Section: 903
9/12/12
Spectroscopy- Infrared Spectroscopy and Nuclear Magnetic Resonance spectroscopy.
1. Identifying Cyclohexanone, Acetone, and Acetophenone
All three compounds will have peaks around 1710 cm^-1 in their IR
spectra’s. However the Cyclohexanone and Acetophenone are more
substituted so they will have peaks lower than that with Acetophenone having
the lowest. Acetophenone also has an aromatic ring and thus will show peaks
the reflect that at 1600 cm^-1. The NMR spectra’s for each will be quite
different in that the Acetone will only have one peak for its two sets of
equivalent hydrogen Ions. However the Acetophenone will have a high peak
around 9 ppm from its aromatic ring. These differences should clearly
distinguish the compounds in a IR and NMR spectroscopy.
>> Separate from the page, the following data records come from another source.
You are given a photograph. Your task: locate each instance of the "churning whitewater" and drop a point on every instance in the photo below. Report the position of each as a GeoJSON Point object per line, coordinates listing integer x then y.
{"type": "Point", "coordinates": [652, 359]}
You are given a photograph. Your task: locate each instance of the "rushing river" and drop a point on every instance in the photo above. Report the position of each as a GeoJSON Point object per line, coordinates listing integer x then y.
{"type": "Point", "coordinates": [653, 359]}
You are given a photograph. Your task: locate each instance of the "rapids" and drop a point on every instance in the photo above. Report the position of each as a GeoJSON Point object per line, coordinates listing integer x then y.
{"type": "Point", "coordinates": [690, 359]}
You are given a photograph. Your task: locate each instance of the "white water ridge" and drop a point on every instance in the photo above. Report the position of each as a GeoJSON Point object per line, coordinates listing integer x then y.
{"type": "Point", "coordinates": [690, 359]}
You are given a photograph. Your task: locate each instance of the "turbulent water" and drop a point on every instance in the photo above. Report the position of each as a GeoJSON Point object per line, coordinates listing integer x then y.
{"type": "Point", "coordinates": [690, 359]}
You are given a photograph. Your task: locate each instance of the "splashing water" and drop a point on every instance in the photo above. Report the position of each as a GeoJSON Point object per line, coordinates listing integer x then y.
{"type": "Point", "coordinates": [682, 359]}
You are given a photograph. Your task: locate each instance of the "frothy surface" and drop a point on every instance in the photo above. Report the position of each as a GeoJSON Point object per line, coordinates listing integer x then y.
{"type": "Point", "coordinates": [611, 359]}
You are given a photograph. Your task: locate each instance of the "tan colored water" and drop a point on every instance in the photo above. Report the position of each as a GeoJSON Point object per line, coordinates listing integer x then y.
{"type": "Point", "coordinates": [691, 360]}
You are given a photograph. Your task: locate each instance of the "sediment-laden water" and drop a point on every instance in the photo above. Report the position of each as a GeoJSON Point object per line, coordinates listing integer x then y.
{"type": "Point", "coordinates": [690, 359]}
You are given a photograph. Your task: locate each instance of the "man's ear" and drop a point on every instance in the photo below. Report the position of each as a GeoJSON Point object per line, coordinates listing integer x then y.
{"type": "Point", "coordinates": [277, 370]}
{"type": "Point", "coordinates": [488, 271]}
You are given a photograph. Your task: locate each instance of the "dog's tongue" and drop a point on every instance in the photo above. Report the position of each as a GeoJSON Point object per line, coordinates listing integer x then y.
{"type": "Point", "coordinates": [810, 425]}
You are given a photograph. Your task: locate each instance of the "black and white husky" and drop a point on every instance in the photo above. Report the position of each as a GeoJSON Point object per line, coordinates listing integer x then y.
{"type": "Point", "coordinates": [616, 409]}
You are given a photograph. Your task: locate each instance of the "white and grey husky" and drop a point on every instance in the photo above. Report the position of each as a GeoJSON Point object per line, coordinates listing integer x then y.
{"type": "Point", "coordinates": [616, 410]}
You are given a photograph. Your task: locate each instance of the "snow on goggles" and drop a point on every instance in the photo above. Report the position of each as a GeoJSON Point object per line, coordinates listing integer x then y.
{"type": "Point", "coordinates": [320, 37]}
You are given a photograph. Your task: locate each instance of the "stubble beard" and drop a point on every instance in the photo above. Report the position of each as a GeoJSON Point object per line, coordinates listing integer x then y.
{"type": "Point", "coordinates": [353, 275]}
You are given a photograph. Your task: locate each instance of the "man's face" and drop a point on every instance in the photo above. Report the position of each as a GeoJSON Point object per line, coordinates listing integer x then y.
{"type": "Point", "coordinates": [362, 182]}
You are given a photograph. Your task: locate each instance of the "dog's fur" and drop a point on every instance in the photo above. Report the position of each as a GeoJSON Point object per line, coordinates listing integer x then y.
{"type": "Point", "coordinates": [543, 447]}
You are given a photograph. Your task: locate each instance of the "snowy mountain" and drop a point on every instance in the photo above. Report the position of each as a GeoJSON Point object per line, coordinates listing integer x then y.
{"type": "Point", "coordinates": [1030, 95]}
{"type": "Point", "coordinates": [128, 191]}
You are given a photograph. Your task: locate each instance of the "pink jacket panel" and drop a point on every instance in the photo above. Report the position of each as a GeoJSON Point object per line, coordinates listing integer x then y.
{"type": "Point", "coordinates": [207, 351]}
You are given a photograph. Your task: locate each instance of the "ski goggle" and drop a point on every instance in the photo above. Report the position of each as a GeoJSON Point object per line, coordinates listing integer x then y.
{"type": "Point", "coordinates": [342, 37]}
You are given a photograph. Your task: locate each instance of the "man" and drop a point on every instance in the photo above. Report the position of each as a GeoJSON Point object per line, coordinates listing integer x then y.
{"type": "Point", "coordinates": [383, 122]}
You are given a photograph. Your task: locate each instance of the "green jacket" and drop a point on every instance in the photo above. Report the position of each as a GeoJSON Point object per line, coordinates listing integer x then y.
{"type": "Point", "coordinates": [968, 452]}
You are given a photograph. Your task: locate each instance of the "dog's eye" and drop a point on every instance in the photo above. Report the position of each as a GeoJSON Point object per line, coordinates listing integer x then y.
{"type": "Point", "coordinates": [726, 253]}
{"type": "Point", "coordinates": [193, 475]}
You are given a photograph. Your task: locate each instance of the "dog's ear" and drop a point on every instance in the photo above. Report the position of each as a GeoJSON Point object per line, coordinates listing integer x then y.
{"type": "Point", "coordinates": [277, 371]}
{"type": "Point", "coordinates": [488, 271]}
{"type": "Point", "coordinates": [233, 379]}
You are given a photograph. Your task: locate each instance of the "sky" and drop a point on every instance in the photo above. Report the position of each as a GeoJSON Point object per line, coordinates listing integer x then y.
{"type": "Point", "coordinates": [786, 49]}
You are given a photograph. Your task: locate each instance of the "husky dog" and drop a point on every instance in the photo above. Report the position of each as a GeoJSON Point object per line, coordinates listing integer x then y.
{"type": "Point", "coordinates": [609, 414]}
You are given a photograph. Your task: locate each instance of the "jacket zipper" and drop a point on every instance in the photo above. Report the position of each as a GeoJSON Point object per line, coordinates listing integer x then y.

2. The IR spectra we did in the lab shows some clear functional groups present.
The broad peak at 3300 shows clearly that this molecule has an OH alcohol
group attached to it. Furthermore the peaks around 2950 suggest there are
C-H3 and C-H2 stretching. This leads me to believe this was an alkyl
alcohol, possibly ethanol.
Section: 903
9/12/12
3. Identifying compounds
a. C4H8O2
i. Molecule: Ethyl Acetate
ii. Reason: It is suggested to be an alkane because the peak below 3000 cm-1 and
the peak around 1710 reflects a carbonyl group. Furthermore the NMR shows a
large singlet as the second most shielded and a quadruplet and triplet which
suggests an ethyl group.
b. C4H9Br
i. Molecule: 2-Bromobutane
ii. Reason: The peaks just below 3000 cm-1 suggests an alkane is present. In the
NMR a weak sextet is present suggesting a single proton is adjacent to a primary
carbon on one side and a secondary on the other.
c. C8H9Br
i. Molecule: 1-Bromo-4-ethylbenzene
ii. Reason: In the IR there is a jagged peak around 3000 cm-1 that suggests an
aromatic ring. The NMR has peaks between 6 and 9 ppm which further suggests
an aromatic ring.
d. C4H8O2
i. Molecule: Butyric Acid
ii. Reason: The IR shows a broad jagged peak around 3000 cm-1 that suggests the
presence of an acid. Also the peak at 1710 cm-1 further reflects the presence of a
carbonyl group. The NMR shows a triplet, quadruplet, triplet sequence which
suggests a propyl group.
e. C5H10O
i. Molecule: 3-Pentanone
Section: 903
9/12/12
ii.
Reason: The peak at 1710 cm-1 suggests a carbonyl group is present. The NMR
shows only two peaks which suggests two sets of equal protons.
f. C5H10O
i. 2-Methylbutanal
ii. Reason: The peak at 1710 cm-1 showed a carbonyl present. The NMR however
showed 5 groups so there was no equal protons and the two groups around 1 ppm
suggested a tertiary carbon next to a secondary carbon. Also the NMR peak
around 10 ppm suggested a carbonyl present.